What you're looking at
Each Sankey traces audience refresh and create requests through every layer of the pipeline: RBA (rule-based audience engine) → AMC workflow (query execution) → AMS (orchestrator + state-machine routing) → Igno (staging file write) → DSP / SA activation. Every node shows count + percentage of its parent. Hover any node or band for the absolute count and percentage of the overall pipeline.
Open a diagram
90-Day Pipeline Sankey
Aggregate flow over the full 90-day analysis window. Best for understanding overall pipeline shape: ~80 % succeed end-to-end; SA refreshes dominate volume; STARK lookalikes underperform with a 31 pp lower refresh-success rate than RULE_BASED.
1-Day Pipeline Sankey
Snapshot of a typical day. Use this to see what daily volumes look like in practice — same shape as the 90-day chart, just scaled to one day. Useful for sanity-checking SLO/throughput discussions.

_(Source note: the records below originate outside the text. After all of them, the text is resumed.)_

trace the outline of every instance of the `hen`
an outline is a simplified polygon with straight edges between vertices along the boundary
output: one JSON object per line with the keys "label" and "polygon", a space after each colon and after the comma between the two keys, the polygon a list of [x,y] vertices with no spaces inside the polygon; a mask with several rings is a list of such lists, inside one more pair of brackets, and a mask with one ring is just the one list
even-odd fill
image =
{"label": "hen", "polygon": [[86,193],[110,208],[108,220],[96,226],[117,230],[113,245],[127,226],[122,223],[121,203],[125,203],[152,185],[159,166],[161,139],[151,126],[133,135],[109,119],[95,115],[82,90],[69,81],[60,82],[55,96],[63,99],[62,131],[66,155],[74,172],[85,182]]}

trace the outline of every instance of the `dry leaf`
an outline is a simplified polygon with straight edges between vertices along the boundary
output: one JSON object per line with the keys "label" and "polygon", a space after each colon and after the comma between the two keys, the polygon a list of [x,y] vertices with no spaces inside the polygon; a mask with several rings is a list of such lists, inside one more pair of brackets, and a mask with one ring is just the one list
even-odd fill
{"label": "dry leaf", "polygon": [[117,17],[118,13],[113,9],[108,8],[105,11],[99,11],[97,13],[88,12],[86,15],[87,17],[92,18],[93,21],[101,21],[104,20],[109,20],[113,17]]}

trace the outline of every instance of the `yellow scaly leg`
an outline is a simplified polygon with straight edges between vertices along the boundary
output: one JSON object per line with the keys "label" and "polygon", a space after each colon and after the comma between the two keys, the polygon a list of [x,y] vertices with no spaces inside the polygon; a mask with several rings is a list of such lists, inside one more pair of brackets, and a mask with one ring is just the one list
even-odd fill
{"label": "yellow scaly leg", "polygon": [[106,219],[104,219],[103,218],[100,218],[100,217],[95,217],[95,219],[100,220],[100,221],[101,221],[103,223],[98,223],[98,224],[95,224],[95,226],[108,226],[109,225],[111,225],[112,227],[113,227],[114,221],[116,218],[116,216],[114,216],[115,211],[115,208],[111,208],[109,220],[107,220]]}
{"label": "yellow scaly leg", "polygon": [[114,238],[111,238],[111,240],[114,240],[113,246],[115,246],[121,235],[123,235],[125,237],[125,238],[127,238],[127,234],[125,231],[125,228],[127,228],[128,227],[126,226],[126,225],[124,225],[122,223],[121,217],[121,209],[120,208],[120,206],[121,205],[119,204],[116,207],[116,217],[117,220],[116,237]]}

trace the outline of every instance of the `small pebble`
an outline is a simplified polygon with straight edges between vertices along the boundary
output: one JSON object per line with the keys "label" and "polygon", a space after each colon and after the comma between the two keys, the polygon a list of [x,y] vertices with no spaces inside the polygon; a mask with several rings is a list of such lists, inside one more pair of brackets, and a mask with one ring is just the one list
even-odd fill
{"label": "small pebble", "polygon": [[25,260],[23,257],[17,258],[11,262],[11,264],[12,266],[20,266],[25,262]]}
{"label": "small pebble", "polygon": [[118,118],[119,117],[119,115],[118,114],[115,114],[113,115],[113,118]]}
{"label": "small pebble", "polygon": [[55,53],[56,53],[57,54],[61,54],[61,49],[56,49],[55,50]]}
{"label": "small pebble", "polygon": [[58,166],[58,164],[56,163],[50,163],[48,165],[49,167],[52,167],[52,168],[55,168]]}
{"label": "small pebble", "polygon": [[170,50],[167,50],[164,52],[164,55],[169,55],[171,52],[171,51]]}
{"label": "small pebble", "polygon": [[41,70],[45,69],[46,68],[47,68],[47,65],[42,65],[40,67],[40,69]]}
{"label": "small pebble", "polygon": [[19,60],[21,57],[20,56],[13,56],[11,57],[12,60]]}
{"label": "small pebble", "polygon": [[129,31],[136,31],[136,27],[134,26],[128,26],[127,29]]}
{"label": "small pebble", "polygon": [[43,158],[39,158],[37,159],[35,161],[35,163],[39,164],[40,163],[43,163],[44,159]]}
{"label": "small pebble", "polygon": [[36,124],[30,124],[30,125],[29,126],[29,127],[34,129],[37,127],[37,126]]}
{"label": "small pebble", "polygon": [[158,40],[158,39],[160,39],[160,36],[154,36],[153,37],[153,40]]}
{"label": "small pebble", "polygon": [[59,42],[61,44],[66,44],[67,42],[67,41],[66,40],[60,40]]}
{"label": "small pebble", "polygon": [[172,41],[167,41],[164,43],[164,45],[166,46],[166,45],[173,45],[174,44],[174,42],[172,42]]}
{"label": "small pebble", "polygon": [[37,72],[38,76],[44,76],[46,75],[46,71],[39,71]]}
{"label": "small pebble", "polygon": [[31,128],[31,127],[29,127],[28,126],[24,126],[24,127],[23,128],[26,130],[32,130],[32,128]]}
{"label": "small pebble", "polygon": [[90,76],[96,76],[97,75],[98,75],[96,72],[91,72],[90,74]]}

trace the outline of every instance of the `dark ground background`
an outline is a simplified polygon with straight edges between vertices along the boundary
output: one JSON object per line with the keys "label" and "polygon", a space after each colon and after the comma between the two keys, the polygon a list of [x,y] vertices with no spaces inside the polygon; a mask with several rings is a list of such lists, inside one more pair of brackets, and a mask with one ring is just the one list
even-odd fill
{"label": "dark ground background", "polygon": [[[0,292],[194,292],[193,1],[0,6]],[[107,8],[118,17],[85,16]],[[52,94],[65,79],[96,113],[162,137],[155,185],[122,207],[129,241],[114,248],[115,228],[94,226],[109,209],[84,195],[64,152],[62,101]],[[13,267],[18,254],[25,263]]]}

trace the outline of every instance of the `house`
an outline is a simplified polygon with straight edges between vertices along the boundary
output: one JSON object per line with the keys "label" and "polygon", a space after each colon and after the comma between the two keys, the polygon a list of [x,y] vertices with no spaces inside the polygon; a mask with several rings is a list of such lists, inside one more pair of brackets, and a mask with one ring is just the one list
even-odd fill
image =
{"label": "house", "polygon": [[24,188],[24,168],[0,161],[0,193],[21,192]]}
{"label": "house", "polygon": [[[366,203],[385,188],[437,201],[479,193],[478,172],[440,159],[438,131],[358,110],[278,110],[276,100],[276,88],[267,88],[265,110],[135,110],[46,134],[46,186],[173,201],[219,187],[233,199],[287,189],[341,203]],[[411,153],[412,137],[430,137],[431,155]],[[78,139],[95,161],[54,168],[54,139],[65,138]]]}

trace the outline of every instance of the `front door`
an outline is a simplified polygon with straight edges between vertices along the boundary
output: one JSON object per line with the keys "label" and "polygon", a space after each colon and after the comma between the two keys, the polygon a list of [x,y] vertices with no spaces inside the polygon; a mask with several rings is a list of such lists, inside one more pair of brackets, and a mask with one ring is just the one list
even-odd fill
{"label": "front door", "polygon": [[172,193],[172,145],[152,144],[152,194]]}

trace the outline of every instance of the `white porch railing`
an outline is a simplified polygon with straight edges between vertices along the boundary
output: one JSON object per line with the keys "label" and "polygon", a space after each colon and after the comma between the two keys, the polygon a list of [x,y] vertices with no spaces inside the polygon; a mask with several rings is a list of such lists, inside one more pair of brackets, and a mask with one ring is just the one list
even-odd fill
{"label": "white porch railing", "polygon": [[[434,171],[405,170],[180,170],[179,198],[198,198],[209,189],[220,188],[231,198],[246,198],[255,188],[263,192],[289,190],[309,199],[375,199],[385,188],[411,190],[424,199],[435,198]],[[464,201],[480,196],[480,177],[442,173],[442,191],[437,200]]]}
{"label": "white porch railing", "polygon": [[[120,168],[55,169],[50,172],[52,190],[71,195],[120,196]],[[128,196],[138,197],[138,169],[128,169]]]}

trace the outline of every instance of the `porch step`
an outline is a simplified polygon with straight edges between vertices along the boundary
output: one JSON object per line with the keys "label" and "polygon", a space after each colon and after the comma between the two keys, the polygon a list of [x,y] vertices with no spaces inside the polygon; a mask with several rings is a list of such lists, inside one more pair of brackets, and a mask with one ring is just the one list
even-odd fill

How the data was extracted
-
RBA submissions / successes / failures from
andes.amcactionsanalyticsprovider.amc_rule_based_audiences(90 days, deduped per(simpleaudienceid, refreshattempts)). -
AMS volume + dual-write artifact correction from
andes.amctainterfaces.amc_audience_management_service(filtered tosortkey LIKE 'LATEST_VERSION#%', deduped per(audiencemetadataid, currentversionid)preferring the row with non-emptystepfunctionexecutionarn; raw rows are 2× inflated for refresh-success due to a pre-SF + post-SF dual write inAudienceMetadataUpdater.kt). -
Routing share (Igno vs Legacy) from AWS Step Functions
CloudWatch metrics (
AWS/States, last-24 h ground truth): 96,048IgnoAudienceStateMachineexecutions vs 28,567UpdateAudience-prod-us-east-1= 77 % Igno / 23 % legacy. -
No-op refresh share (0.19 %) from CloudWatch
EmptyDataFrameon the Igno staging Glue job. (Earlier estimates of 12-26 % were Iceberg-snapshot-timing artifacts, refuted by SF execution history, direct S3 object-version enumeration, and the CloudWatch metric.) - Audience-type breakdown (RULE_BASED vs STARK / DISPLAY vs SPONSORED_ADS) from the same RBA + AMS Andes tables, computed per-bucket and applied to the deduped daily series.
All numbers in the Sankeys reconcile arithmetically with delta = 0 at every
stage. The build script (build-sankey.py) prints a sanity check of every
subset → parent sum at render time.
Key takeaways
- ~80 % of submissions succeed end-to-end (RBA → AMS → Igno → DSP/SA). Most of the 20 % failure share is "audience too small / empty" — >93 % of failures at every layer trace to that single root cause.
- STARK lookalikes underperform. 10 % of refresh volume but 27 % of refresh failures. Refresh-success rate 55 % vs 86 % for RULE_BASED. The 32 % of STARK failures driven by Insufficient-Seed-Match + Max-Size-Exceeded are lookalike-specific and addressable with pre-validation at RBA-submit time.
- 72 K SA audiences refresh forever. The DSP-segment-usage termination gate (priority 999 after 100 days unused) is DISPLAY-only. Sponsored-Ads RBA audiences have no usage-based gate — they keep refreshing daily until the customer deletes them. Of the active universe, 72,423 SA audiences are 180+ days old and still actively refreshing.
-
80 % of prioritization-Lambda fires are no-ops by design. EventBridge
fires daily for every audience, but
PrioritizationCalculatorgates by per-audience cadence (RULE_BASED default 1 day, STARK default 7 days). 1.04 M Lambda invocations/day are pure no-op wakeups — opportunity to delete the schedule on the 100-day-unused path instead of letting it fire forever.